In the exercises section, we imported the promotions data set and now we need to join this to the main data set to see how much (if any) discount to apply to the retail price of the product sold for a given purchase. The problem we have here is that not all products were purchased as part of a promotion and if we perform an inner join between the main data set and the promotions data then we will only get records that were included in a promotion. In this case we want to perform an outer join so that we get all the records from the main data set and we get information from the promotions data about the products that were ordered in a promotion and the discount rate to apply.
Alteryx doesn’t actually come with an obvious out of the box outer join tool but we can build one using the Join tool in combination with the union tool. In our case we are going to use a left outer tool with the main dataset being the left input and promotions data being the right. Let’s do this now.
Drag a Join Tool onto the workspace and connect “J” output from our previous Join tool to the “L” input of our new Join tool and connect the output of Data Cleansing tool from the promotions data stream to the “R” input of the Join tool.
Go into the Join tools configuration window and set the tool to join on the “PromoID” field from both inputs.
If you look down the field names in the Join tool you will see the “PromoID” field from the right input has been renamed “Right_PromoID” and is a duplicate field that we can de-select. Drag a Select Tool from the tool pallet and connect the “J” output of the second Join Tool then de-select the “Right PromoID” field.
Next drag a Union Tool from the Join section of the tool pallet onto the workspace. Connect first the output of the Select Tool to the input of the Union Tool and the also connect the “L” output of the second Join Tool to the same input of the Union Tool (the union tool allows multiple connections to it’s input).

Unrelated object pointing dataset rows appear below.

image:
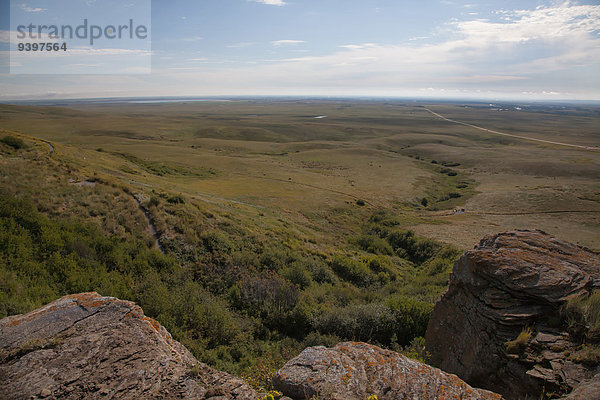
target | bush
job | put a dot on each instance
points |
(15, 143)
(373, 244)
(587, 354)
(352, 270)
(582, 315)
(176, 199)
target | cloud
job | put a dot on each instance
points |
(286, 42)
(26, 8)
(12, 37)
(193, 39)
(271, 2)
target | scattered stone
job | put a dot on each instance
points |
(353, 371)
(509, 282)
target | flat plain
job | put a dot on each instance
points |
(272, 162)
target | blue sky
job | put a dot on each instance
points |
(434, 48)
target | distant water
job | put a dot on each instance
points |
(173, 101)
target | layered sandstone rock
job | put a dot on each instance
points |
(89, 346)
(509, 283)
(353, 371)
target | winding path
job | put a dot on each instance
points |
(151, 226)
(511, 135)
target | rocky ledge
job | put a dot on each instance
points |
(354, 371)
(89, 346)
(511, 289)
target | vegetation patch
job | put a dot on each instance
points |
(14, 142)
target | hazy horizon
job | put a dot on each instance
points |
(437, 49)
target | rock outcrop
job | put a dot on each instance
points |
(510, 283)
(353, 371)
(89, 346)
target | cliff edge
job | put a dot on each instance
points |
(89, 346)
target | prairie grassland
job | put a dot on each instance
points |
(274, 157)
(279, 230)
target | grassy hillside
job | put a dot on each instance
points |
(279, 230)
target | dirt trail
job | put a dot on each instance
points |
(151, 226)
(511, 135)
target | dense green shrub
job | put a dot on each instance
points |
(14, 142)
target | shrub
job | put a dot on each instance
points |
(352, 270)
(587, 354)
(518, 345)
(15, 143)
(582, 315)
(373, 244)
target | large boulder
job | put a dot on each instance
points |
(89, 346)
(353, 371)
(514, 283)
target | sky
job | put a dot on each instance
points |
(519, 50)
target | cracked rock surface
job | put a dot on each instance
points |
(353, 371)
(510, 282)
(89, 346)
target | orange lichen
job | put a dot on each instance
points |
(89, 300)
(153, 323)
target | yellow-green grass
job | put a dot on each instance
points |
(274, 158)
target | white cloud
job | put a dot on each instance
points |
(192, 39)
(286, 42)
(26, 8)
(271, 2)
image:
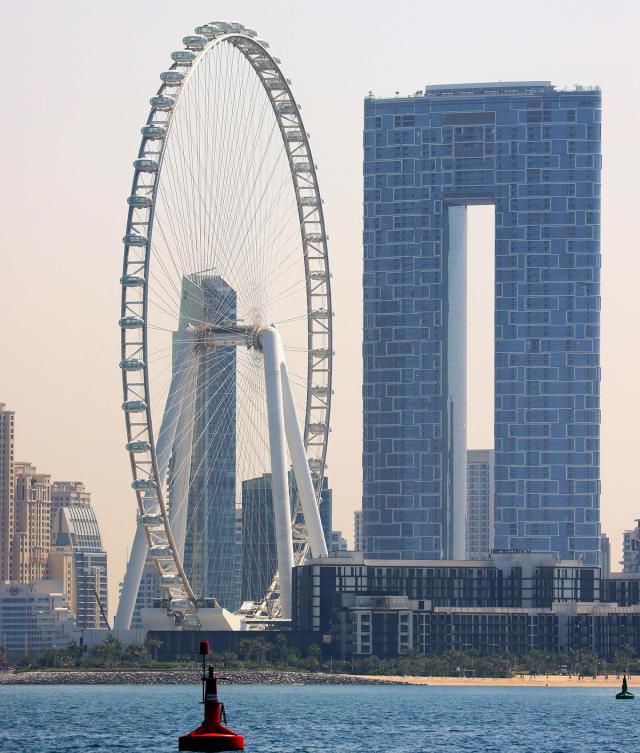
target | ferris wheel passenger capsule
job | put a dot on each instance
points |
(131, 364)
(194, 41)
(275, 84)
(147, 165)
(160, 552)
(172, 78)
(162, 101)
(143, 484)
(138, 445)
(131, 322)
(151, 520)
(139, 202)
(206, 31)
(132, 239)
(183, 56)
(153, 132)
(134, 406)
(132, 281)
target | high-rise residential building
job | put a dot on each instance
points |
(358, 541)
(533, 153)
(7, 489)
(32, 535)
(338, 542)
(210, 544)
(259, 554)
(479, 504)
(148, 591)
(605, 556)
(76, 531)
(631, 550)
(65, 494)
(33, 617)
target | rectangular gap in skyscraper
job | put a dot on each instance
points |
(480, 325)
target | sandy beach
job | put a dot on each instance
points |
(551, 681)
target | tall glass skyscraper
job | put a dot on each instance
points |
(210, 544)
(533, 152)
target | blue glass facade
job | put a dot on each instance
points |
(534, 153)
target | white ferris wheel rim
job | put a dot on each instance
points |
(137, 258)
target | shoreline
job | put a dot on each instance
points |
(283, 677)
(188, 677)
(526, 681)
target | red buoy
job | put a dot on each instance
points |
(211, 735)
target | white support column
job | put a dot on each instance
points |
(301, 468)
(172, 410)
(279, 483)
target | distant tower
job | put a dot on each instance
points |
(259, 557)
(358, 543)
(7, 490)
(631, 550)
(479, 504)
(533, 153)
(76, 530)
(32, 536)
(605, 559)
(148, 591)
(210, 544)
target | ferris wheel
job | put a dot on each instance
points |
(226, 339)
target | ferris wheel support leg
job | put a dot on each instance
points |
(166, 435)
(179, 492)
(135, 566)
(301, 469)
(270, 342)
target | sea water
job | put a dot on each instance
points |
(314, 719)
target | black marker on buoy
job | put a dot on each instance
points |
(211, 735)
(624, 694)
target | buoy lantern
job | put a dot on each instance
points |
(624, 693)
(211, 735)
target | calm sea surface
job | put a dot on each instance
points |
(311, 719)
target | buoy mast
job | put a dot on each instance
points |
(211, 735)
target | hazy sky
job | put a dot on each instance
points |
(76, 85)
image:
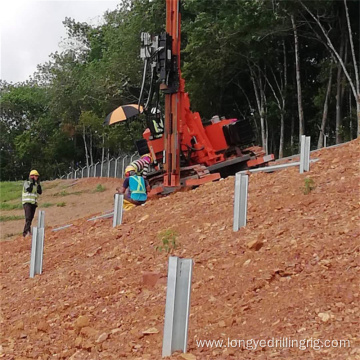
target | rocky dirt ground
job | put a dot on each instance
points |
(293, 272)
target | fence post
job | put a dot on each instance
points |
(177, 306)
(37, 251)
(109, 163)
(123, 167)
(240, 200)
(41, 219)
(115, 171)
(118, 210)
(305, 154)
(95, 167)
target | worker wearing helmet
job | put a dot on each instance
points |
(30, 192)
(134, 188)
(140, 166)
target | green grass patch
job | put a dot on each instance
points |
(168, 241)
(7, 206)
(46, 205)
(10, 190)
(11, 217)
(309, 185)
(99, 188)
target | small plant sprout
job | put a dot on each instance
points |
(168, 241)
(309, 185)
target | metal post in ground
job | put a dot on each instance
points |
(41, 219)
(177, 306)
(123, 166)
(118, 210)
(304, 154)
(115, 171)
(307, 153)
(109, 163)
(37, 251)
(240, 200)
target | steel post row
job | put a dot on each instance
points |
(177, 308)
(118, 210)
(240, 200)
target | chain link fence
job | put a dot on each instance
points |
(114, 167)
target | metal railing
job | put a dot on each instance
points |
(114, 167)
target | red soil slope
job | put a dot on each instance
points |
(293, 272)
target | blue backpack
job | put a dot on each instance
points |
(137, 188)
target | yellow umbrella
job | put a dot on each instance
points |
(123, 113)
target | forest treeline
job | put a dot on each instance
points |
(291, 67)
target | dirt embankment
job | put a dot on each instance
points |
(65, 201)
(293, 272)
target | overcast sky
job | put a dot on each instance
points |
(31, 30)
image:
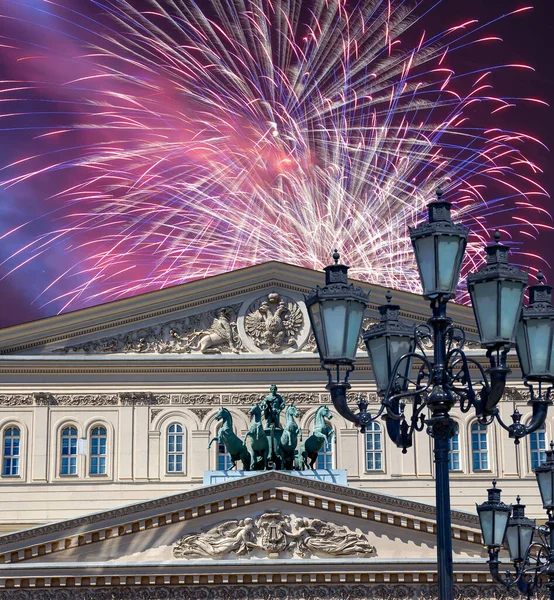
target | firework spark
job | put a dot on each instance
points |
(179, 140)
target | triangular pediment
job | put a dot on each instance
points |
(223, 314)
(346, 520)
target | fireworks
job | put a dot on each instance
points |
(178, 140)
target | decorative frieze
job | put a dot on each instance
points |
(274, 322)
(511, 394)
(261, 591)
(274, 533)
(210, 332)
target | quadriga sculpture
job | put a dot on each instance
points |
(259, 445)
(233, 445)
(320, 435)
(289, 440)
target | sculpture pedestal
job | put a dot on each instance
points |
(338, 476)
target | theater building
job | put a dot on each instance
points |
(108, 488)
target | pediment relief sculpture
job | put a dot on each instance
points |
(275, 533)
(210, 332)
(274, 322)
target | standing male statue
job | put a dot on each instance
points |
(272, 405)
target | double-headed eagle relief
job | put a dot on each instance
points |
(273, 323)
(275, 533)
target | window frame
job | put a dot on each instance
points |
(105, 455)
(18, 456)
(372, 429)
(74, 455)
(457, 451)
(480, 430)
(540, 451)
(168, 454)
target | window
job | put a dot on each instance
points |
(10, 463)
(454, 452)
(69, 451)
(98, 440)
(373, 447)
(479, 449)
(537, 443)
(223, 458)
(175, 448)
(325, 456)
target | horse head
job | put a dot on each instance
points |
(255, 411)
(324, 412)
(292, 411)
(223, 414)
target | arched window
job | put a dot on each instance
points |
(479, 447)
(373, 447)
(68, 464)
(223, 458)
(537, 445)
(454, 452)
(98, 439)
(326, 454)
(175, 448)
(11, 445)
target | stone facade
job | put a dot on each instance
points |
(125, 377)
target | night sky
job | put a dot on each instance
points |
(29, 208)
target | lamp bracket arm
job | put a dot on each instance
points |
(362, 418)
(423, 335)
(457, 368)
(391, 396)
(494, 568)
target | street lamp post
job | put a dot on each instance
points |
(396, 350)
(533, 560)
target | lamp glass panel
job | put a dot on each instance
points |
(355, 319)
(485, 306)
(334, 321)
(485, 519)
(317, 326)
(551, 369)
(523, 348)
(447, 253)
(400, 345)
(519, 538)
(511, 297)
(545, 481)
(377, 348)
(500, 523)
(425, 252)
(538, 331)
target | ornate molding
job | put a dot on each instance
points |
(210, 332)
(274, 322)
(274, 477)
(201, 412)
(511, 394)
(274, 533)
(313, 591)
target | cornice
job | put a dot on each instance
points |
(286, 586)
(147, 307)
(192, 399)
(222, 498)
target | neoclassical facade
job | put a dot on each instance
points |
(108, 412)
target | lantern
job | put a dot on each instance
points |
(386, 343)
(336, 312)
(493, 517)
(439, 246)
(496, 294)
(535, 332)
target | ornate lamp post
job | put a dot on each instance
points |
(533, 560)
(445, 380)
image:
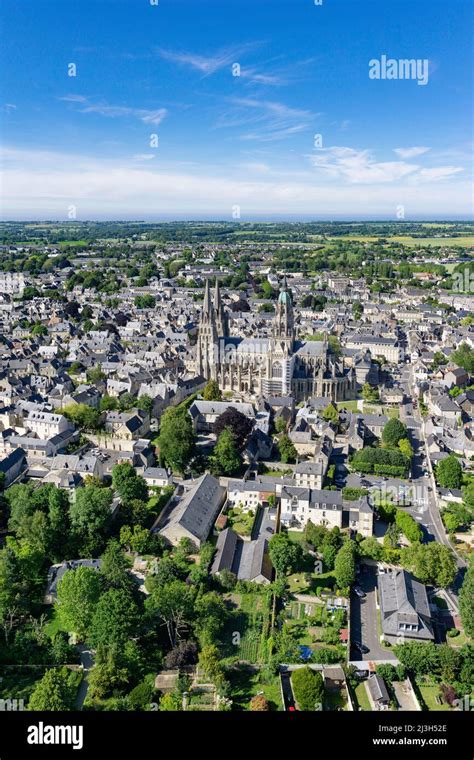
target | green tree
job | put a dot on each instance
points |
(370, 393)
(129, 485)
(466, 599)
(90, 517)
(212, 391)
(78, 595)
(449, 472)
(239, 423)
(308, 688)
(114, 569)
(170, 703)
(370, 547)
(331, 414)
(464, 357)
(176, 439)
(116, 616)
(408, 526)
(406, 448)
(431, 563)
(284, 554)
(393, 432)
(226, 458)
(173, 606)
(211, 614)
(83, 416)
(210, 662)
(54, 692)
(287, 451)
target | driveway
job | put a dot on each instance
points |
(87, 662)
(364, 621)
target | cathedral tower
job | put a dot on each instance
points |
(284, 325)
(206, 361)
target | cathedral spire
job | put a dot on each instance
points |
(217, 295)
(206, 307)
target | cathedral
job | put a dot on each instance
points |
(276, 365)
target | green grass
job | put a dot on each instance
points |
(245, 684)
(247, 619)
(362, 698)
(429, 694)
(335, 700)
(18, 684)
(54, 624)
(297, 536)
(465, 241)
(458, 641)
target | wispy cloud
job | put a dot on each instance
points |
(360, 167)
(265, 120)
(209, 64)
(42, 184)
(265, 73)
(85, 105)
(411, 152)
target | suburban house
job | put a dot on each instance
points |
(248, 560)
(157, 477)
(194, 514)
(404, 608)
(56, 572)
(378, 693)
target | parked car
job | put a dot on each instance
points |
(360, 647)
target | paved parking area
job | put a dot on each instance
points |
(364, 621)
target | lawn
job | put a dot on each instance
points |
(245, 684)
(458, 641)
(243, 634)
(297, 536)
(310, 583)
(362, 698)
(18, 684)
(428, 694)
(335, 700)
(54, 624)
(241, 521)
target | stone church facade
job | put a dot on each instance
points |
(277, 365)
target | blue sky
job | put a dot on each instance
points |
(230, 145)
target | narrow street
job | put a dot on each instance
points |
(87, 662)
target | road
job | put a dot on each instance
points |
(87, 662)
(430, 516)
(364, 617)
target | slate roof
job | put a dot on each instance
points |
(403, 601)
(199, 507)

Connect a Browse tool to the Union tool output and run to explore the results. What you should see now is the “Discount” field added to the main dataset. The field contains Null values for products not ordered as part of a promotion and a discount rate of either 0.2 or 0.3 for those products that were.
As we know, when the “Discount” field is NULL it means that the product wasn’t purchased as part of a promotion and the discount is zero so let’s use the Data Cleansing Tool to replace all NULLs with zeros. Drag a Data Cleansing Tool onto the workspace and connect the input to the output of the Union Tool.
Set the configuration as below to replace all NULLs with a 0 in the “Discount” field.
Finally let’s run the workflow. Looking at the output we can see that any NULL values have been with replaced with 0 as expected.
This is how we create left outer joins in Alteryx and we can use similar logic to create right outer joins and full outer joins.